Grand Slam doubles results
- US Open: 1R (2003)

= Pramod Dabir =

American entrepreneur and investor

Pramod Dabir (born October 5, 1984) is an American entrepreneur, investor, and former competitive tennis player. He is the founder of Open Doors Partners, an investment platform focused on private-market opportunities in technology and artificial intelligence. He is also the founder of West Agile Labs, a digital product engineering firm that was acquired in 2023 in a transaction involving BayLink Capital and Trive Capital.

Following the transaction, West Agile Labs and Wavelabs Technologies were combined to form Veltris, backed by Trive Capital and BayLink Capital, and Dabir assumed the role of President.

== Early life and education ==
Dabir grew up in Monta Vista and was ranked as high as fourth nationally in the United States for the 16s age group, holding the top ranking in Northern California for the 18s division.

The son of engineers, he attended the University of Illinois Urbana–Champaign, where he earned a degree in Electrical Engineering and competed in collegiate tennis.

== Tennis career ==
Dabir played collegiate tennis for the University of Illinois. The Illinois men's tennis team won the 2003 NCAA Division I National Championship and recorded a 64-match winning streak during his tenure, which has been cited as the longest in NCAA men’s tennis history.

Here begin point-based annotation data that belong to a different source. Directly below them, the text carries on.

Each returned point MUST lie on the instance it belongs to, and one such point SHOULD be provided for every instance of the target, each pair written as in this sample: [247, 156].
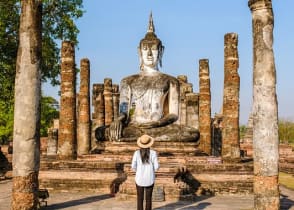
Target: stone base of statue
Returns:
[172, 133]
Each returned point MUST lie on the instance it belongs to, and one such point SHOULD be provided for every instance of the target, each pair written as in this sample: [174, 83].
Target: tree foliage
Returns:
[57, 24]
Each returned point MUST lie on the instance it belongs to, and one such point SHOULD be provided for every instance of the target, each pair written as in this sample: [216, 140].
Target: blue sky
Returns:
[110, 31]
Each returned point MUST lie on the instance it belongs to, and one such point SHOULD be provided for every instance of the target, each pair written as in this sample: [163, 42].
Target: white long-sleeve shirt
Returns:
[145, 173]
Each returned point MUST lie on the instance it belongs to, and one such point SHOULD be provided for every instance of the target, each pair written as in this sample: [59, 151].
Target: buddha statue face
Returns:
[149, 53]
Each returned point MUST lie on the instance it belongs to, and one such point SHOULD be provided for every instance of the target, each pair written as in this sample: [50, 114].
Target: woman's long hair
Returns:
[145, 154]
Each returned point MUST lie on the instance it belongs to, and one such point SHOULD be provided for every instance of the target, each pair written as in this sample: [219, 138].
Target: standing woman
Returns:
[145, 163]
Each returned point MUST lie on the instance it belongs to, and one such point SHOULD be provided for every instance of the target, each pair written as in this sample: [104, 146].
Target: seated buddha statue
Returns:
[149, 100]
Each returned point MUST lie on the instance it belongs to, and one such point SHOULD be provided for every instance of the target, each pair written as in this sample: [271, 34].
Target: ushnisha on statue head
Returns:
[150, 50]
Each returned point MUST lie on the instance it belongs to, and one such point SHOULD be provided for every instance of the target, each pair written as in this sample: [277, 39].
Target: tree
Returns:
[26, 132]
[57, 24]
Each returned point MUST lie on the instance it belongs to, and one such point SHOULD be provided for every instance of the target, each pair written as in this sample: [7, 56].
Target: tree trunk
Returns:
[265, 114]
[26, 138]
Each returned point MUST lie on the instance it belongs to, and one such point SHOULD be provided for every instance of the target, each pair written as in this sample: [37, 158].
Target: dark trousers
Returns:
[148, 197]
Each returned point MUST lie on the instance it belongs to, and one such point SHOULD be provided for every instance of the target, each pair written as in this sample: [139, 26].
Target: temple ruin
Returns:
[198, 153]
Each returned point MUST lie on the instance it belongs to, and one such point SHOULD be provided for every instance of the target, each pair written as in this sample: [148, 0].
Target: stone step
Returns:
[96, 181]
[162, 147]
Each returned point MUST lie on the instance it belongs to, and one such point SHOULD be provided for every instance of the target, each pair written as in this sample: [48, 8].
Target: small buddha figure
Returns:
[149, 101]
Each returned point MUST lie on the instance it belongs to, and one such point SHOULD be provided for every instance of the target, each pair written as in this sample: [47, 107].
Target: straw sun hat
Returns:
[145, 141]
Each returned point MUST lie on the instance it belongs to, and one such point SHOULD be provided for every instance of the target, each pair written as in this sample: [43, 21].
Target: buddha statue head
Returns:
[150, 50]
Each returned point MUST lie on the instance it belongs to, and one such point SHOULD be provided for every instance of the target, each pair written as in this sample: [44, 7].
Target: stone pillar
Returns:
[52, 141]
[99, 111]
[84, 109]
[230, 132]
[115, 97]
[183, 109]
[192, 110]
[108, 101]
[249, 131]
[67, 116]
[265, 108]
[204, 107]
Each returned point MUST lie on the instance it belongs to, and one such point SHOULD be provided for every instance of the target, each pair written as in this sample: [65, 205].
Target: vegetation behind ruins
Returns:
[57, 24]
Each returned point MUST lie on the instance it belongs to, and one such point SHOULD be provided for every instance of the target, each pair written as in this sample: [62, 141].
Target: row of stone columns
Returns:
[230, 111]
[73, 139]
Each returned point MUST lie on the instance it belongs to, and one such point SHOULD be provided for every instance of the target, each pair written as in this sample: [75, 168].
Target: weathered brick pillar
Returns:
[84, 109]
[204, 107]
[67, 122]
[99, 110]
[192, 110]
[230, 132]
[52, 141]
[108, 101]
[265, 108]
[115, 97]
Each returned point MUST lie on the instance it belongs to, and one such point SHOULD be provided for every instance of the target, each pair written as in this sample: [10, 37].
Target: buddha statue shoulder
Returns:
[150, 99]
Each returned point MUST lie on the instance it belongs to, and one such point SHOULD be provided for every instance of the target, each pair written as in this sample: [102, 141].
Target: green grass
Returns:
[286, 180]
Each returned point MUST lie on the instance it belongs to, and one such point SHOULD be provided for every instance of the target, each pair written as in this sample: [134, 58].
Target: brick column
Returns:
[115, 97]
[67, 115]
[265, 108]
[84, 109]
[108, 101]
[192, 110]
[204, 107]
[230, 132]
[52, 141]
[99, 111]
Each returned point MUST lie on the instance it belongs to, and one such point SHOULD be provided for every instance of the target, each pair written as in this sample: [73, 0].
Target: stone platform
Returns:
[182, 174]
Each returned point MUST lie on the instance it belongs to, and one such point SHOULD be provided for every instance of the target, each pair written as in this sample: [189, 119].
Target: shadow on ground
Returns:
[187, 205]
[77, 202]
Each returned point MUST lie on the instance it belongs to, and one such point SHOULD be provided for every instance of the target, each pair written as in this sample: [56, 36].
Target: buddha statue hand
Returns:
[115, 128]
[169, 119]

In 2003, Dabir partnered with John Isner to win the national doubles title at the USTA Boys’ 18s Championships in Kalamazoo. The pair later competed as wildcards in the men's doubles main draw of the 2003 US Open.

== Career ==
=== Finance ===
After college, Dabir worked in investment banking at Goldman Sachs and later at TA Associates, where he focused on internet and software investing.

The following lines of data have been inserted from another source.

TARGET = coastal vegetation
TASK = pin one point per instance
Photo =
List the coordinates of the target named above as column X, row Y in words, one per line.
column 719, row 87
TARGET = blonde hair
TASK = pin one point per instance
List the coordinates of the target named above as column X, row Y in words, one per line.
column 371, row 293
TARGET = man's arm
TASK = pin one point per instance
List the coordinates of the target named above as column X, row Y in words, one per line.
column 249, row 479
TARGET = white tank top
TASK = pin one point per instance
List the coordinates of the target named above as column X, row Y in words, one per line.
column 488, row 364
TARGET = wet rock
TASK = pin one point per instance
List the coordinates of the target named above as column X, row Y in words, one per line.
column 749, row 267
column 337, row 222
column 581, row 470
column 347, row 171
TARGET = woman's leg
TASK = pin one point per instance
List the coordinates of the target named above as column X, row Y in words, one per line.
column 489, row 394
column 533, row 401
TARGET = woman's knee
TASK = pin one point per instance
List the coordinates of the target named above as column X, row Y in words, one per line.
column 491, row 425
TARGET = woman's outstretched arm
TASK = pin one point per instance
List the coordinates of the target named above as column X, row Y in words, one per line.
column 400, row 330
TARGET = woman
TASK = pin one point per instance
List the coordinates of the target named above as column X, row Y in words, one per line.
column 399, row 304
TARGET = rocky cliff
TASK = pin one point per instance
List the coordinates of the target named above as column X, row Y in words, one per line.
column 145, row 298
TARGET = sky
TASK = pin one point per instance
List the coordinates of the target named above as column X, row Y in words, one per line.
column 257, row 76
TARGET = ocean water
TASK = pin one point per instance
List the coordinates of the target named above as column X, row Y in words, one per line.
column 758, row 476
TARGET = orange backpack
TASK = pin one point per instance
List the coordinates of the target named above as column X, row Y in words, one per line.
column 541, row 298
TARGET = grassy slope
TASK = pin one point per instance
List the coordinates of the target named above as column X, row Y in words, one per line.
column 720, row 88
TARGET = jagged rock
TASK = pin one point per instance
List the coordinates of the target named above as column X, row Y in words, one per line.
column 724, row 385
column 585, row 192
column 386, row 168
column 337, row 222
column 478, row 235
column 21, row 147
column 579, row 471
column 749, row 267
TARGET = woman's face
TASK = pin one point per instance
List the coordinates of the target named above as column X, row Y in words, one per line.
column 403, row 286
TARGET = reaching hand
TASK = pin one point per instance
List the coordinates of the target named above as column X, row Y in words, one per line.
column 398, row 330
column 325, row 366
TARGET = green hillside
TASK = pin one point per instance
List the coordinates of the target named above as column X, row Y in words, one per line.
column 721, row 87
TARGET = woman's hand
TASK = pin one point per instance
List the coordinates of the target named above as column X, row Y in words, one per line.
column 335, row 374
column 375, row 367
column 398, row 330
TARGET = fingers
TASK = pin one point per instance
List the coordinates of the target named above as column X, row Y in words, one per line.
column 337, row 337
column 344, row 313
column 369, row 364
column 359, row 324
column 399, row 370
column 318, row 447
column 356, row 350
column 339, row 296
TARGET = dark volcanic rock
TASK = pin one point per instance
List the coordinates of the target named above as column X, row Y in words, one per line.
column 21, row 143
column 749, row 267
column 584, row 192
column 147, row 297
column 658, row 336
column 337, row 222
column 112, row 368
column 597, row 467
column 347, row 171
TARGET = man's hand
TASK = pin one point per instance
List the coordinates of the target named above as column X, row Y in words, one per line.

=== West Agile Labs and Veltris ===
Dabir founded West Agile Labs and served as its Chief Executive Officer. In 2023, the company was acquired in a transaction involving BayLink Capital and Trive Capital.

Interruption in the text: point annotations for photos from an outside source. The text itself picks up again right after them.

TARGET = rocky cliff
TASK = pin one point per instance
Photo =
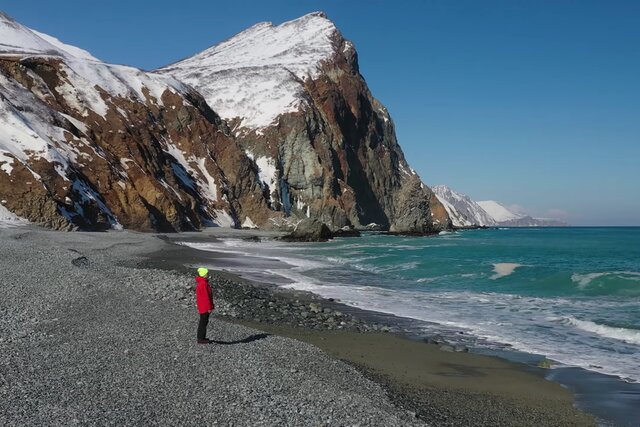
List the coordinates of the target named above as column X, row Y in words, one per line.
column 324, row 146
column 84, row 144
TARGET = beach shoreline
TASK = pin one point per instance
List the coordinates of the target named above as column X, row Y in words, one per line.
column 521, row 391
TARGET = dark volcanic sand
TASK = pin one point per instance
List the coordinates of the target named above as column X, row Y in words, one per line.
column 440, row 387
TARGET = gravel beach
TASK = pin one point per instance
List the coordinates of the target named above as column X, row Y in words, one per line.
column 86, row 339
column 99, row 329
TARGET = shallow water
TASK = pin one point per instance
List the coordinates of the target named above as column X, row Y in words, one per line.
column 569, row 294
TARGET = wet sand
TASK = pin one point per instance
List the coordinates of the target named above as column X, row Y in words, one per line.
column 447, row 388
column 440, row 387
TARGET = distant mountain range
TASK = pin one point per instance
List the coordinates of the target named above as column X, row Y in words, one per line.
column 465, row 212
column 267, row 128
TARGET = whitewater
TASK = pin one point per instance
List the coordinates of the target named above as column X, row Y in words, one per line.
column 571, row 295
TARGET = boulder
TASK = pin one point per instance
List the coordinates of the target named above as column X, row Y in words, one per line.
column 309, row 230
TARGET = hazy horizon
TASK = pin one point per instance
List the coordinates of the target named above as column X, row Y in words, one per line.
column 535, row 106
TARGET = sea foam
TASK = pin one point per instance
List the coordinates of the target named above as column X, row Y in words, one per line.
column 504, row 269
column 631, row 336
column 584, row 280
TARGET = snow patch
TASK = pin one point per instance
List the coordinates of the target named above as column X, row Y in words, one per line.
column 257, row 75
column 248, row 223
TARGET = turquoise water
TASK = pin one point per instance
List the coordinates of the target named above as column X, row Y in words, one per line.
column 570, row 294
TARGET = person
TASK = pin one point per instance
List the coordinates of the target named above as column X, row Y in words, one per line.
column 204, row 302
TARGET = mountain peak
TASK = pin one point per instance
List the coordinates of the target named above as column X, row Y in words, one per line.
column 256, row 75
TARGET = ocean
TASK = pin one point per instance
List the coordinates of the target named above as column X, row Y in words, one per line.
column 569, row 294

In October 2023, Trive Capital and BayLink Capital announced the formation of Veltris through the combination of West Agile Labs and Wavelabs Technologies, with Dabir assuming the role of President.

=== Cents ===
Dabir is a co-founder of Cents, a laundry business management platform serving laundromats and dry cleaners. In 2022, the company raised a $40 million Series B and reported more than $77 million in total funding, with investors including Tiger Global and Bessemer Venture Partners.

=== Open Doors Partners ===
In 2017, Dabir founded Open Doors Partners, an investment platform that structures special purpose vehicles (SPVs) to invest in private companies. The platform has utilized third-party infrastructure providers to support SPV administration and investor onboarding.